Todos los días la despiertan. A veces aparecen dos; otras, una docena. Algunas tienen nombre y mi tía Maru las reconoce. Están, por ejemplo, Newton y Pelusa, orgullosos padres de un pichón que hace poco le trajeron para presentarle. Varias veces por semana Maru nos reporta cómo estuvo su escandaloso despertar. Lo hace a través de La Recua, tertulia familiar digital que nos mantiene comunicados desde hace años y así llamada en recuerdo de la oscura y misteriosa casa de mis abuelos en Chuao—donde hace dos décadas conversábamos juntos los que hoy nos vemos obligados a compartir en la distancia.

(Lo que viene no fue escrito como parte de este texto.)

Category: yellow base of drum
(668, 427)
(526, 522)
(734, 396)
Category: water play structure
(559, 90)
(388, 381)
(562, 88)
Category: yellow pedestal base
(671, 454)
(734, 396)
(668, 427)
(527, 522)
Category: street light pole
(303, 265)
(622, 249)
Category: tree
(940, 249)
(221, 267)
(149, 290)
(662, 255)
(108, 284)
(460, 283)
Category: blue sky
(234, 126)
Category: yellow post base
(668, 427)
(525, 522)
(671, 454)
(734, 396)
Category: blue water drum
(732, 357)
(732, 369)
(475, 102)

Está en boca de todos. El fenómeno es de una indiscutible actualidad.
Las guacamayas que vigilan el cielo de Caracas. A medida que Caracas se pinta de naranja, bandadas de guacamayas vuelan por sus cielos poniéndoles sonido a los siempre memorables atardeceres de la capital venezolana… Hoy en día, miles de personas las reciben en las ventanas o terrazas de sus apartamentos. Les hablan, les dan de comer, les toman fotos.

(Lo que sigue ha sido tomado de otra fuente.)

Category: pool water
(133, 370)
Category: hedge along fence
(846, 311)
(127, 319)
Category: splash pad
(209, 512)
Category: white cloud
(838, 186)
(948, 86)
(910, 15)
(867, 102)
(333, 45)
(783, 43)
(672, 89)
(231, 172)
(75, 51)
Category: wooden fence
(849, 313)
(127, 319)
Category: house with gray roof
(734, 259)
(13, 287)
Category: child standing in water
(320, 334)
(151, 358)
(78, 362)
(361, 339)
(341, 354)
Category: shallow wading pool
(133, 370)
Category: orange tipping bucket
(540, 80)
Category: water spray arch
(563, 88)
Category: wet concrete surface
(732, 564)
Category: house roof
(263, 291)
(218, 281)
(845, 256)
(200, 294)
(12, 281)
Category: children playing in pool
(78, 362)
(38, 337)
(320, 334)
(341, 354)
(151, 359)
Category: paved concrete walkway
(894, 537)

De estas nuevas guardianas del cielo caraqueño se dice que fueron traídas a la ciudad desde el Amazonas hace treinta años para acabar con una plaga de gusanos devoradores de palmeras. ¿Quién sabe? Lo cierto es que no forman parte de mi repertorio de añoranzas del terruño. A las guacamayas las veía uno muy de vez en cuando, en el jardín de la casa de algún amigo o en Tarzilandia, aquel peculiar restaurante-aviario clavado al pie de la montaña. En la ciudad de mi niñez, las reinas indiscutibles de los cielos—o quizás más bien de la tierra—eran las guacharacas. Rítmicos y comunales, sus graznidos eran la verdadera diana de mis nublados amaneceres escolares en el Alto Hatillo. Feas como ellas solas, rara vez se dejaban ver. Pero nunca pasaba una mañana sin que se hiciesen escuchar. Bochincheras y simpáticas: como la ciudad a la que se encargaban de poner de pie.
Si uno lo piensa bien, tiene sentido, o al menos poesía, el que en nuestra sultana de la muerte sea en los cielos donde la vida se aferre obstinadamente a su promesa. Abajo (en las calles, en las casas, en los ranchos, en los parques) gobiernan el miedo y el rencor, sembrados acuciosamente por un régimen de saqueadores—valga decir, por los nuevos amos del valle, en fructuosa sociedad con algunos de los viejos.
Da dolor tomar nota de cuánta voluntad, cuánto talento y cuánto dinero se han derrochado en erigir y mantener barreras entre nosotros. Se nos han ido ya quince años dedicando lo mejor de cada uno a tareas ingratas, inmerecidas, y algunas veces innobles. Durante el larguísimo tiempo que hemos dedicado a odiarnos y ofendernos, a desearnos lo peor y a prepararnos para ello, a desperdigarnos por el mundo y a imaginar castigos y venganzas, las guacamayas se han ido haciendo de los árboles, techos y balcones de nuestro valle. Con su esplendoroso volar mantienen a nuestra triste y balcanizada ciudad conectada en redes tras cuya invisibilidad se esconde, quizás, la clave de un replanteamiento de nuestra insoportable convivencia. ¿Cómo saber dónde duermen Newton, Pelusa y su pichón? Esta mañana aparecieron en casa de mi tía en Chacao, pero ¿quién les dio de comer ayer? ¿Alguien puede asegurar que no están implicados una abuela en Montalbán, un secuestrador en Casalta, algún socio del Club Ítalo, una rectora del CNE, un recién llegado comerciante sirio en El Cementerio y la querida de un boligarca en Cerro Verde? Abajo hemos claudicado a la muerte y arriba, no obstante, sustentamos la vida por medio de un improvisado emprendimiento colectivo. Sin nombres. Sin consignas. Sin violencia.